When he finished, he glanced at his mother, feeling sorry for her, wishing that she would go to the shebeens with him and have at least a little happiness before she died. He wondered if she had ever known any joy, any hope such as he had in drunken flashes now and then of belief that life might some day be better for the ruck. He shook his head, grabbed his miner's pick, booted his brother in the ribs to waken him, and left the miserable hut to walk to the mine for his day's work.
The day was brightening, and above him in concentric circles to the horizon and beyond hovered the eternal red and blue buttons. He looked up grimly. Always there, in all the spoken history of man, stretched above the world to keep watch on every action of the ruck. The buttons were full of gods, omnipotent, omnipresent.
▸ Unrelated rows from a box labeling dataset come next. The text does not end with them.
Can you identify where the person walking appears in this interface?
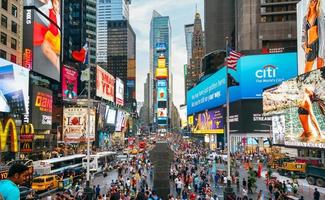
[0,163,29,200]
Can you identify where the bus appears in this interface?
[82,151,116,173]
[33,154,86,176]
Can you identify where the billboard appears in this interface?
[96,65,115,102]
[156,68,168,79]
[263,68,325,148]
[31,85,53,130]
[105,106,116,125]
[23,9,61,81]
[63,107,96,142]
[157,87,167,101]
[62,65,78,99]
[193,108,224,134]
[115,78,124,106]
[157,80,167,87]
[115,110,124,132]
[297,0,325,74]
[157,108,167,118]
[0,58,29,114]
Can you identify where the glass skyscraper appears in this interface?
[96,0,131,63]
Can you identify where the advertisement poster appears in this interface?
[23,6,61,81]
[157,108,167,118]
[96,65,115,102]
[0,58,29,114]
[156,68,168,79]
[31,85,53,130]
[157,87,167,101]
[263,68,325,148]
[297,0,325,74]
[63,107,95,143]
[62,65,78,99]
[115,110,124,132]
[115,78,124,106]
[193,108,224,134]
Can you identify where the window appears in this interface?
[11,5,17,17]
[0,49,7,59]
[11,21,17,33]
[1,15,8,28]
[1,0,8,10]
[11,38,17,49]
[1,32,7,45]
[10,54,17,63]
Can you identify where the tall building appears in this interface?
[149,10,171,128]
[63,0,96,65]
[97,0,131,63]
[204,0,234,53]
[186,13,205,90]
[107,20,136,104]
[236,0,299,51]
[0,0,23,65]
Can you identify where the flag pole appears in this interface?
[226,37,231,180]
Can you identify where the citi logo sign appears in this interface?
[255,65,277,79]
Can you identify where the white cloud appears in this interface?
[130,0,204,110]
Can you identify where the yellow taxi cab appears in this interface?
[32,175,60,191]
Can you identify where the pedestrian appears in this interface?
[0,163,29,200]
[314,188,320,200]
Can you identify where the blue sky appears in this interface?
[130,0,204,108]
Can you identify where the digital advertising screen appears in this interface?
[31,85,53,130]
[297,0,325,74]
[263,68,325,148]
[192,108,224,134]
[115,78,124,106]
[96,65,115,102]
[157,87,167,101]
[23,6,61,81]
[115,110,124,132]
[105,106,116,125]
[63,107,96,143]
[62,65,78,99]
[0,58,29,114]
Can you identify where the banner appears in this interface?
[193,108,224,134]
[0,58,29,114]
[62,65,78,99]
[297,0,325,74]
[31,85,53,130]
[96,65,115,102]
[115,78,124,106]
[263,68,325,148]
[63,107,95,142]
[0,118,18,152]
[157,87,167,101]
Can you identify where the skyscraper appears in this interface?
[149,10,171,130]
[97,0,131,63]
[107,20,136,107]
[63,0,96,65]
[186,13,205,90]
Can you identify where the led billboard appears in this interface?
[0,58,29,114]
[62,65,78,99]
[297,0,325,74]
[96,65,115,102]
[263,68,325,148]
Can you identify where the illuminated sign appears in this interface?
[0,118,18,152]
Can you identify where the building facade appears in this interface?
[97,0,131,63]
[186,13,205,90]
[107,20,136,103]
[204,0,234,53]
[236,0,299,51]
[0,0,23,65]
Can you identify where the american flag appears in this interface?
[227,49,243,70]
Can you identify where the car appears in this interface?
[19,186,37,200]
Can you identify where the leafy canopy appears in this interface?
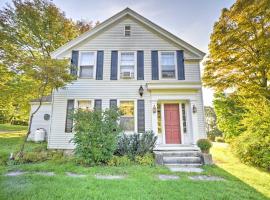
[203,0,270,99]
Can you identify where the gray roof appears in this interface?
[31,95,52,102]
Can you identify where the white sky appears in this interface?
[0,0,234,105]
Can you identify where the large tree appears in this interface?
[203,0,270,99]
[0,0,82,155]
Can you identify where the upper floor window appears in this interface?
[125,25,131,37]
[80,52,95,78]
[160,52,176,79]
[120,52,135,79]
[78,100,92,110]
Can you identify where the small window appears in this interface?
[125,25,131,37]
[120,52,135,79]
[160,52,176,79]
[80,52,95,78]
[120,101,134,131]
[78,100,91,110]
[181,103,187,133]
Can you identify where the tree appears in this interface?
[203,0,270,99]
[213,93,245,141]
[0,0,79,155]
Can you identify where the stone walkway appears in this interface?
[5,170,225,181]
[158,174,179,181]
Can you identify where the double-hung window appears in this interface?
[80,52,95,78]
[120,52,135,79]
[160,52,176,79]
[120,101,135,132]
[78,100,92,110]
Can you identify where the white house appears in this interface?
[30,8,206,156]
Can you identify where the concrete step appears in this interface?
[163,156,201,164]
[164,163,202,168]
[155,151,201,157]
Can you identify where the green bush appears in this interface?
[73,108,121,165]
[231,97,270,171]
[115,131,157,160]
[135,153,155,166]
[107,156,132,167]
[215,137,225,142]
[197,139,212,153]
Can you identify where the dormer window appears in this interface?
[125,25,131,37]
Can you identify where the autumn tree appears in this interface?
[203,0,270,99]
[0,0,79,155]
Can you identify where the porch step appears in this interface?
[155,151,201,157]
[163,156,201,164]
[164,163,202,168]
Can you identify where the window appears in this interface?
[78,100,91,110]
[157,103,162,134]
[80,52,95,78]
[160,52,176,79]
[125,25,131,37]
[120,101,134,131]
[120,52,135,79]
[181,103,187,133]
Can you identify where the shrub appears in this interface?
[135,153,155,166]
[108,156,132,167]
[197,139,212,153]
[73,108,121,165]
[215,137,225,142]
[116,131,157,160]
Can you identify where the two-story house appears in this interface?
[29,8,206,153]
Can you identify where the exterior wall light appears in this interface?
[192,105,197,113]
[139,86,144,97]
[153,105,157,113]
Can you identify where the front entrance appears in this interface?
[164,104,181,144]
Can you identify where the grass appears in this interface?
[0,133,270,200]
[0,124,28,132]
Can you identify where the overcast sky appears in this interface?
[0,0,234,105]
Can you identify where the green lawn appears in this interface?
[0,133,270,200]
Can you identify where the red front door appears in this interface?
[164,104,181,144]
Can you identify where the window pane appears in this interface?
[161,52,175,78]
[80,66,94,78]
[161,52,174,66]
[78,100,91,110]
[80,52,95,66]
[120,101,134,131]
[120,52,135,66]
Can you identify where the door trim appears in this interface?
[161,101,181,145]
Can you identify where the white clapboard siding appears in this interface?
[48,18,205,149]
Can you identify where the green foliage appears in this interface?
[115,131,157,160]
[232,97,270,170]
[213,93,245,141]
[107,156,133,167]
[215,137,225,142]
[203,0,270,99]
[197,139,212,153]
[135,153,155,166]
[73,108,121,165]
The mine was a mile from his hut, which lay on the outskirts of Dolfya. It was halfway down a long valley, a gut between hills pitted with many other mines. There coal was dug for the gentry and the priests. He walked up to the entrance, gave his name telepathically to the god-guard at the top of the shaft, and went down the ladders until he'd reached his level. Another god passed him there, its aura of energy just touching his skin and tingling it into small bumps.
Shutting off the thoughts of his various brains from any probing mind that might be eavesdropping, he said to himself, Always, always they're near a man! You go out of your hut and there's a god, a big golden globe hanging in the air shoving its tentacles at you and reading your mind. You come down the mine shaft and every hundred feet or so you see the yellow luminosity. Why can't they leave us alone! Why can't they stick to their temples, and exact their worship on Orbsday, instead of all week long, all day long, every day in the year!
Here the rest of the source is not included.